SQL Server 2005 XQuery in Action
SQL Server 2005 has a standards-based implementation of XQuery that directly supports XQuery functions on the XML data type. It supports XQuery by using five methods of the XML data type:
xml.exist()
Uses XQuery input to return 0, 1, or NULL, depending on the result of
the query. It returns 0 if no elements match, 1 if there is a match, and
NULL if there is no XML data on which to query. This method is often
used for query predicates.
xml.value() Accepts an XQuery as input and returns an SQL Server scalar type.
xml.query() Accepts an XQuery as input and returns an XML data type stream as output.
xml.nodes()
Accepts an XQuery as input and returns a single-column rowset from the
XML document.

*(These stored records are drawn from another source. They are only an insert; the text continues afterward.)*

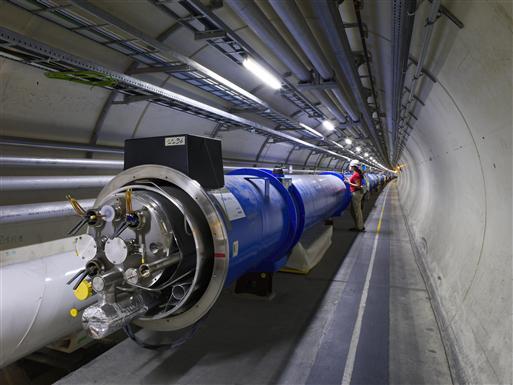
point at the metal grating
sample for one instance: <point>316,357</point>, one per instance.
<point>17,47</point>
<point>106,33</point>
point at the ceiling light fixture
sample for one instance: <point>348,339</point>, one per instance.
<point>311,130</point>
<point>328,125</point>
<point>261,73</point>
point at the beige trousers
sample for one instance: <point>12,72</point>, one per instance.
<point>356,209</point>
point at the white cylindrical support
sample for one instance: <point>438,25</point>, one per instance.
<point>37,211</point>
<point>31,183</point>
<point>35,299</point>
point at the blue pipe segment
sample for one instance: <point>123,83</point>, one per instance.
<point>265,219</point>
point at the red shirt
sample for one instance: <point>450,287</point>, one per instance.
<point>355,178</point>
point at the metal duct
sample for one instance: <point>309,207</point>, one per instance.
<point>38,211</point>
<point>249,12</point>
<point>34,296</point>
<point>428,30</point>
<point>327,12</point>
<point>256,20</point>
<point>293,19</point>
<point>34,183</point>
<point>14,161</point>
<point>403,12</point>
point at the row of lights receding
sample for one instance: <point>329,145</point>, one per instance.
<point>272,81</point>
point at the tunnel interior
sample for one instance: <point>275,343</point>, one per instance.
<point>419,91</point>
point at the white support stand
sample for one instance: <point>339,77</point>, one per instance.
<point>309,250</point>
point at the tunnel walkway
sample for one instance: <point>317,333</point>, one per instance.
<point>362,316</point>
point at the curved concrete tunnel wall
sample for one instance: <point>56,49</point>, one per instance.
<point>455,189</point>
<point>456,192</point>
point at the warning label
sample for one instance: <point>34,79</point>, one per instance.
<point>230,204</point>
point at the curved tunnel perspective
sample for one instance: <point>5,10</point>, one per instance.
<point>193,171</point>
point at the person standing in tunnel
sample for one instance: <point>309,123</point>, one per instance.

In essence, it shreds XML into multiple smaller XML
results.
xml.modify() Allows you to insert, delete, or modify nodes or sequences of nodes in an XML data type instance using XQuery Data Manipulation Language.
We will discuss the methods of the XML
data type shortly. But first we must create some sample data. We will
create a simple table that contains speakers at a software developers
conference and the corresponding classes they will teach. Usually you
normalize the data and have a one-to-many relationship between a
speakers table and the classes table. Instead of using an additional
normalized table, we will model this as one table with the speaker’s
information and one XML column with the speaker’s classes. In the real
world, you might encounter this scenario when in a back-office database
you have the speaker and his classes represented in a series of
one-to-many tables. Then for the Web database, you might “publish” a
database on a frequent time interval (like a reporting database) or
transform normalized data and use the XML column for easy HTML display
(or XSLT transformations).
We first create an
XSD schema (for reasons that will soon become clear) for our XML column.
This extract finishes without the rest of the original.